Publicado em 07/08/2026 16:45
Chicago terminou o pregão sem movimentações e teve leves recuos semanais

A sexta-feira (7) chega ao fim com os preços internacionais do milho futuro contabilizando movimentações estáveis na Bolsa de Chicago (CBOT) e acumulando apenas leves recuos semanais para as principais posições. 

A análise da Agrinvest destaca o fato de as cotações do milho terem encerrado praticamente no zero a zero nesta sexta-feira e também nas movimentações acumuladas ao longo da semana. 

“A volatilidade dos cereais segue intensa, tanto pelos conflitos no Oriente Médio quanto pelas tensões no Mar Negro. Além disso, as condições da safra europeia não estão nada boas. As condições de milho na França caíram pela oitava semana consecutiva, alcançando pouco mais de 31% em boas ou excelentes. Dessa forma, o milho trabalhou em campo positivo na Euronext”, destacam os analistas. 

O vencimento setembro/26 foi cotado a US$ 4,39 com estabilidade, o dezembro/26 valeu US$ 4,62 com estabilidade, o março/27 foi negociado por US$ 4,77 com alta de 0,25 ponto e o maio/27 teve valor de US$ 4,86 com elevação de 0,25 ponto. 

Esses índices representaram ganhos, com relação ao fechamento da última quinta-feira (6), de 0,05% para o março/27 e para o maio/27, além de estabilidade para o setembro/26 e para o dezembro/26. 

No acumulado semanal, os contratos do cereal norte-americano registraram quedas de 0,40% para o setembro/26, de 0,43% para o dezembro/26, de 0,42% para o março/27 e de 0,41% para o maio/27, com relação ao fechamento da última sexta-feira (31). 

Mercado Interno 

Na Bolsa Brasileira (B3), a sexta-feira terminou com resultados em campo misto e bastante próximos da estabilidade para os preços futuros do milho, que ainda fecharam a semana acumulando desvalorizações.

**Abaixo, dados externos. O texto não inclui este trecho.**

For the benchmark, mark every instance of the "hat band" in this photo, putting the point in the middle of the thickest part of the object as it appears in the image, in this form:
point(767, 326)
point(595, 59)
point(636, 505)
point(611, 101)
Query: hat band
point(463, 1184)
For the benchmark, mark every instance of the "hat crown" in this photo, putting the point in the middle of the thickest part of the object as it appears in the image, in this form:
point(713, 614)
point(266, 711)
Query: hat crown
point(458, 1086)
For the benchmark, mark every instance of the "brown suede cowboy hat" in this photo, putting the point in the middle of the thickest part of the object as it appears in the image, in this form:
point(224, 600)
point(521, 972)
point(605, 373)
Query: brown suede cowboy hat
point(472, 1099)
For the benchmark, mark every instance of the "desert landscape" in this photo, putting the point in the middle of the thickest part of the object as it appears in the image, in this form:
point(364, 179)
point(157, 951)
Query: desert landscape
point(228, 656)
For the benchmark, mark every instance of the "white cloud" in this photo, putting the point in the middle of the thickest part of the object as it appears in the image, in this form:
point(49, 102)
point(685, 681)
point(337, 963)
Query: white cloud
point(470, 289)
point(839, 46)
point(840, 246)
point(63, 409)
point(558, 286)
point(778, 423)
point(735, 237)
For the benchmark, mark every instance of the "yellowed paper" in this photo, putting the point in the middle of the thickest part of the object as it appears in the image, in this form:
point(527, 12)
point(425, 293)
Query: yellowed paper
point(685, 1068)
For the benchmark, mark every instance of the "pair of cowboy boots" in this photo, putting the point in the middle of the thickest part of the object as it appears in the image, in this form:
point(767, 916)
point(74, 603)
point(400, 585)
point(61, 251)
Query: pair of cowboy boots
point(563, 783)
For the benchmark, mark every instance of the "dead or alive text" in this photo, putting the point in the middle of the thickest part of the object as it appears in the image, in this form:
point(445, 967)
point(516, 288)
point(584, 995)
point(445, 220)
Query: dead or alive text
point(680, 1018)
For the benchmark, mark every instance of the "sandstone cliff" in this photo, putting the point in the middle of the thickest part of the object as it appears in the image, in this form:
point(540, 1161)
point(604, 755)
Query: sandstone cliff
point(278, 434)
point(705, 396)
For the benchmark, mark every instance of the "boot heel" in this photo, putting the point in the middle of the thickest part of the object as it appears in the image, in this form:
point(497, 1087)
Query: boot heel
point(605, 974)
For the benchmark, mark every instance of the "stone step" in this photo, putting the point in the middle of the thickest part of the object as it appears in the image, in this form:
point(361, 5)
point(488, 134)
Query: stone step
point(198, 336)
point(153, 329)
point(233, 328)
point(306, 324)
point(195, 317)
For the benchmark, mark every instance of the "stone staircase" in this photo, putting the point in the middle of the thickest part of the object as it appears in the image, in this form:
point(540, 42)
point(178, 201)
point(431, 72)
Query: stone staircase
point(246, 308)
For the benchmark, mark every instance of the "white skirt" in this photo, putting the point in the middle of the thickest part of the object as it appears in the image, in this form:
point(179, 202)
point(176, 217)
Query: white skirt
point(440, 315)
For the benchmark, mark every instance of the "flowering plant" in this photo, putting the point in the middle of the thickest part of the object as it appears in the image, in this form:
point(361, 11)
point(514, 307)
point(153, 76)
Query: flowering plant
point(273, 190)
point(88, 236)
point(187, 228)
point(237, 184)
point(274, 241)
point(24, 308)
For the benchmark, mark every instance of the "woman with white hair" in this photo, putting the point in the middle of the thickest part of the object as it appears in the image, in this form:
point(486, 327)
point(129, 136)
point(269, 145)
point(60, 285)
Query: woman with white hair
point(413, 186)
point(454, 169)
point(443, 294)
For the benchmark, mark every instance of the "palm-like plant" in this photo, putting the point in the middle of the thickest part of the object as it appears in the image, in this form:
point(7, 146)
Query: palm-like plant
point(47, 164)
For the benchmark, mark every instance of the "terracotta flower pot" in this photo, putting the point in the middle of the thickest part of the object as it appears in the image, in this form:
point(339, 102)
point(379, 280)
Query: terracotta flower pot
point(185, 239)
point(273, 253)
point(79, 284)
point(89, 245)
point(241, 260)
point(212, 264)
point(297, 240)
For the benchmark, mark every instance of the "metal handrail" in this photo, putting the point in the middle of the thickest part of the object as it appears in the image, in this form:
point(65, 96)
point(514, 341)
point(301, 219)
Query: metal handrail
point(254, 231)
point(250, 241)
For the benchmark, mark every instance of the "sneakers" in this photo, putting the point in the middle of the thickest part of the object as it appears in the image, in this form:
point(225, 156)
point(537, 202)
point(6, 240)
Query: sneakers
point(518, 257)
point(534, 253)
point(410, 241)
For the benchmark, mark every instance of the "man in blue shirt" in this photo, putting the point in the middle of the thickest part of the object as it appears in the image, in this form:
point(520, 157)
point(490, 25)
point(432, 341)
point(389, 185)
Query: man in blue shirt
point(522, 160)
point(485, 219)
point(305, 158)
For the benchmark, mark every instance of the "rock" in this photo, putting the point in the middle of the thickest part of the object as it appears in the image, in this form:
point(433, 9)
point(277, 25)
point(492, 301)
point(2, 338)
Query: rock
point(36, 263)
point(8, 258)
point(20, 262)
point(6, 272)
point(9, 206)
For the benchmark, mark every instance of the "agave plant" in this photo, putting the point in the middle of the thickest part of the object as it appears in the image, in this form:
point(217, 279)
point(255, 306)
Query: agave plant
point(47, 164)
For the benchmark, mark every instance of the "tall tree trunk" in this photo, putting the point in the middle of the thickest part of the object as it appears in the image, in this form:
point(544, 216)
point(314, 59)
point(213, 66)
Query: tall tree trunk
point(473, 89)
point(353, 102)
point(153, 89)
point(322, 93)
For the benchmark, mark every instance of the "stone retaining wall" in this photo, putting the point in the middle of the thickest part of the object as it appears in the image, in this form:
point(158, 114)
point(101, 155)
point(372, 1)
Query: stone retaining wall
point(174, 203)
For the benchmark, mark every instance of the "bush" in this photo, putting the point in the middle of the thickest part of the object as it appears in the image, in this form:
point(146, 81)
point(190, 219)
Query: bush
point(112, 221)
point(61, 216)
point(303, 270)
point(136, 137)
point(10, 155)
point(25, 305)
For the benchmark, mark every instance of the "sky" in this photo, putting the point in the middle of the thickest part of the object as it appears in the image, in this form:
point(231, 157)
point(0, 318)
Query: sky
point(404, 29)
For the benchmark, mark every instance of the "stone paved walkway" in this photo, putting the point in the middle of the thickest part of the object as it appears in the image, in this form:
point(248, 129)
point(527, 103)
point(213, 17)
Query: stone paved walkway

De acordo com os analistas da Agrinvest, esse foi um dia de movimentações divididas, com os vencimentos mais curtos operando em alta, enquanto os mais longos foram pressionados, repercutindo a maior disponibilidade de oferta conforme a colheita avança no Brasil. 

“Ao longo da semana a B3 oscilou acompanhando Chicago, mas o dólar valorizado ajudou a limitar as perdas”, diz a consultoria. 

Já para o mercado físico, os analistas apontam que liquidez permaneceu próxima à da semana passada. “Mesmo com a pressão sazonal da oferta, os baixos estoques globais seguem dando suporte ao mercado, mantendo as atenções voltadas ao desempenho das exportações nas próximas semanas.” 

Confira como ficaram todas as cotações nesta sexta-feira 

O vencimento setembro/26 foi cotado a R$ 68,60 com alta de 0,56%, o janeiro/27 valeu R$ 76,71 com queda de 0,18%, o março/27 foi negociado por R$ 77,92 com perda de 0,10% e o0 maio/27 teve valor de R$ 76,51 com baixa de 0,64%, 

No acumulado semanal, os contratos do cereal brasileiro registraram desvalorizações de 0,58% para o setembro/26, de 0,75% para o janeiro/27, de 1,37% para o março/27 e de 1,67% para o maio/27, com relação ao fechamento da última sexta-feira (31). 

No mercado físico brasileiro o preço da saca de milho subiu neste último dia da semana. O levantamento realizado pela equipe do Notícias Agrícolas identificou valorizações nas praças de Sorriso/MT, Jataí/GO e Rio Verde/GO.